Bei der Auswertung ihrer Fragebögen stieß Alex zudem auf ein interessantes Paradoxon: Ausgerechnet die Vagri, die sich bei ihrer Befragung am positivsten über die öffentlichen Gesundheitseinrichtungen geäußert hatten, nutzen diese am wenigsten von den drei Gruppen: „Den privaten Krankenhäusern wird eine bessere und effektivere Behandlung zugesprochen.
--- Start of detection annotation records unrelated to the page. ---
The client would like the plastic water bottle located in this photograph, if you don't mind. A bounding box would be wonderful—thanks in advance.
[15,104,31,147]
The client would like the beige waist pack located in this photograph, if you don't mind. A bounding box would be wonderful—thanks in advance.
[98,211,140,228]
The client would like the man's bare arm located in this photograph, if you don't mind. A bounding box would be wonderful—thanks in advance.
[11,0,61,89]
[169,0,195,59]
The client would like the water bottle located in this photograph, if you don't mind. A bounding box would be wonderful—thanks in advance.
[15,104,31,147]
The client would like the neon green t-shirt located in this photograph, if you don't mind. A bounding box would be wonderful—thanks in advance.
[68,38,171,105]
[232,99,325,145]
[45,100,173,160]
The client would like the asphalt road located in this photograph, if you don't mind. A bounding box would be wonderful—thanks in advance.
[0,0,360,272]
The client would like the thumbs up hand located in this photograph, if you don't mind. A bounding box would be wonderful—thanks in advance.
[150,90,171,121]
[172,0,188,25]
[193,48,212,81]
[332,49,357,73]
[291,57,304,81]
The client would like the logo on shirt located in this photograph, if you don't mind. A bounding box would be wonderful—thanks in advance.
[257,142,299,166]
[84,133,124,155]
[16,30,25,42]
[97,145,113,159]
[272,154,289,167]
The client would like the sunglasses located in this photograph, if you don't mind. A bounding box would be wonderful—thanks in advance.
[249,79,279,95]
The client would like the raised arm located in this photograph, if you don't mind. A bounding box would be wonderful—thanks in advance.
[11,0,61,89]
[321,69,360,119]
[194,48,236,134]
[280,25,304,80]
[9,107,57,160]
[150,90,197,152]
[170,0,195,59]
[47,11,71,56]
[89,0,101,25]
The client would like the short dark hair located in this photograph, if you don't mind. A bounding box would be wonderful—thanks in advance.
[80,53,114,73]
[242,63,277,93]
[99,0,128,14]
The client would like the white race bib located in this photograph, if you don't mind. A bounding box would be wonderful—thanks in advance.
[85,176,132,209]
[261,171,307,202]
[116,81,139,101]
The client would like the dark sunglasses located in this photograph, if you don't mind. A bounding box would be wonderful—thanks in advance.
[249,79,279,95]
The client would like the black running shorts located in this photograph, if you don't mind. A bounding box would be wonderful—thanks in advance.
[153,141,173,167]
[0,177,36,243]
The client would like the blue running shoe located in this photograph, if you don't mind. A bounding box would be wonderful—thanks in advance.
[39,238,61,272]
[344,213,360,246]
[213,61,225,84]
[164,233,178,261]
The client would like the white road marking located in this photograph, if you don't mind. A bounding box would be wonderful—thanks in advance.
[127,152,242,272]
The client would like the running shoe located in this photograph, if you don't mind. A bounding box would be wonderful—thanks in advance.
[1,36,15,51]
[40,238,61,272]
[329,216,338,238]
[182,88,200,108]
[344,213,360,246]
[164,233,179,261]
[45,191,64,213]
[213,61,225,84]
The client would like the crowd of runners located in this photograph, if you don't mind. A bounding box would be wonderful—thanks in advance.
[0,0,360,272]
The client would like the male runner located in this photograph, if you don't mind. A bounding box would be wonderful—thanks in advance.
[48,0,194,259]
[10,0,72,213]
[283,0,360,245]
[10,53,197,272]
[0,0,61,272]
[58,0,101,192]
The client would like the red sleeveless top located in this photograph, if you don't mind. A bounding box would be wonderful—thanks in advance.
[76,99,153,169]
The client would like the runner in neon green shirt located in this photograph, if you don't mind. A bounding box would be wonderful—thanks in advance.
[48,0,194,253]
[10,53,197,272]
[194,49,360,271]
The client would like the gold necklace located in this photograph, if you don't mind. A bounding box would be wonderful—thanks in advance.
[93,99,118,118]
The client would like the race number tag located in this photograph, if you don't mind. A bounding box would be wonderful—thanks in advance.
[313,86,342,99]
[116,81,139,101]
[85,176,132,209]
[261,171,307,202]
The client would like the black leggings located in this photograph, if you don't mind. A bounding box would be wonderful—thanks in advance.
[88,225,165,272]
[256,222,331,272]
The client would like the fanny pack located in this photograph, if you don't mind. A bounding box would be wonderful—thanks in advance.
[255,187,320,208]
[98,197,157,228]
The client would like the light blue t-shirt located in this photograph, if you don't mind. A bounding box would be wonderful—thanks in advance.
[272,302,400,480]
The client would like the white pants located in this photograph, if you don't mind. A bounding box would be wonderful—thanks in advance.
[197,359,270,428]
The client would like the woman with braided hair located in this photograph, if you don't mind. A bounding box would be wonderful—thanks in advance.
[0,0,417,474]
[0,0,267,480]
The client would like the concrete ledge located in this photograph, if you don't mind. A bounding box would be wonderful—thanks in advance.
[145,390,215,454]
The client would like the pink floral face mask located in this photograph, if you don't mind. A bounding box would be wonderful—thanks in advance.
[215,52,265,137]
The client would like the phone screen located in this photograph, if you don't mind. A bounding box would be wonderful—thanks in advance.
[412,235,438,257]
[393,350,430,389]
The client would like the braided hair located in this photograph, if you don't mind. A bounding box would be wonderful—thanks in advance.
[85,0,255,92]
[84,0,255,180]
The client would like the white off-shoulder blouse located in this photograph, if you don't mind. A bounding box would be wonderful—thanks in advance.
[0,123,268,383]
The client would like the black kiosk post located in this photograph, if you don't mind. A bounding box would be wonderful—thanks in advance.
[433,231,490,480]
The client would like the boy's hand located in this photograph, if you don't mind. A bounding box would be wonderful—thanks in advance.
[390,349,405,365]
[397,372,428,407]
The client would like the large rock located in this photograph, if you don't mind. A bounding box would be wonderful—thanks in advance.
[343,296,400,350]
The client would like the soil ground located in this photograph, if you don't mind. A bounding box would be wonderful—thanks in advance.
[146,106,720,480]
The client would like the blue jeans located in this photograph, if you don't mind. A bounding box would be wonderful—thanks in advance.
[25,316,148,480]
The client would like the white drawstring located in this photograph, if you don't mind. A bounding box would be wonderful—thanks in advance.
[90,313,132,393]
Das hängt auch mit der Diskriminierung zusammen, die Angehörige statustiefer Gruppen in den Krankenhäusern erfahren.“

Besonders interessant findet die Forscherin, dass auf die Frage nach Verbesserungsvorschlägen für das Gesundheitssystem die meisten ihrer Studienteilnehmer die Optimierung der Ernährungssituation als wichtigste Maßnahme nannten und dabei vor allem eine bessere Versorgung mit Proteinen wünschten. „Da zielen die ganzen staatlichen Programme auf den Ausbau des Gesundheitswesens – und die Menschen auf dem Land sehen in der Mangelernährung ihr größtes Gesundheitsproblem.“

 

GLOSSAR

Siddha
Scholastische Medizintradition, in Südindien entwickelt. Die wichtigsten Einflüsse des Siddha stammen aus der Philosophie des Yoga, von Theorien und Praktiken des Tantrismus sowie von Konzepten der Alchemie und des Ayurveda.

Unani
Scholastische Medizintradition, in Griechenland entstanden und im arabischen Raum weiterentwickelt. In die heutige Form flossen die traditionellen Heilkünste Ägyptens, Syriens, des Irak, Persiens, Indiens, Chinas und der Staaten des Mittleren Ostens ein. Unani gelangte vermutlich im 12. Jahrhundert nach Indien.

Nattu Maruntu
Sammelbegriff, der unzählige Praktiken des Heilens und der Volksmedizin zusammenfasst; bezeichnet medizinische Heiltraditionen Indiens, die auf Medikamenten pflanzlichen und tierischen Ursprungs beruhen und nicht den scholastischen Traditionen (Siddha, Ayurveda) zugerechnet werden können. » Am häufigsten werden Fieber, Erkältungen und grippale Infekte sowie Erkrankungen des Verdauungstraktes angegeben. Moderne Zivilisationskrankheiten spielen dagegen so gut wie keine Rolle.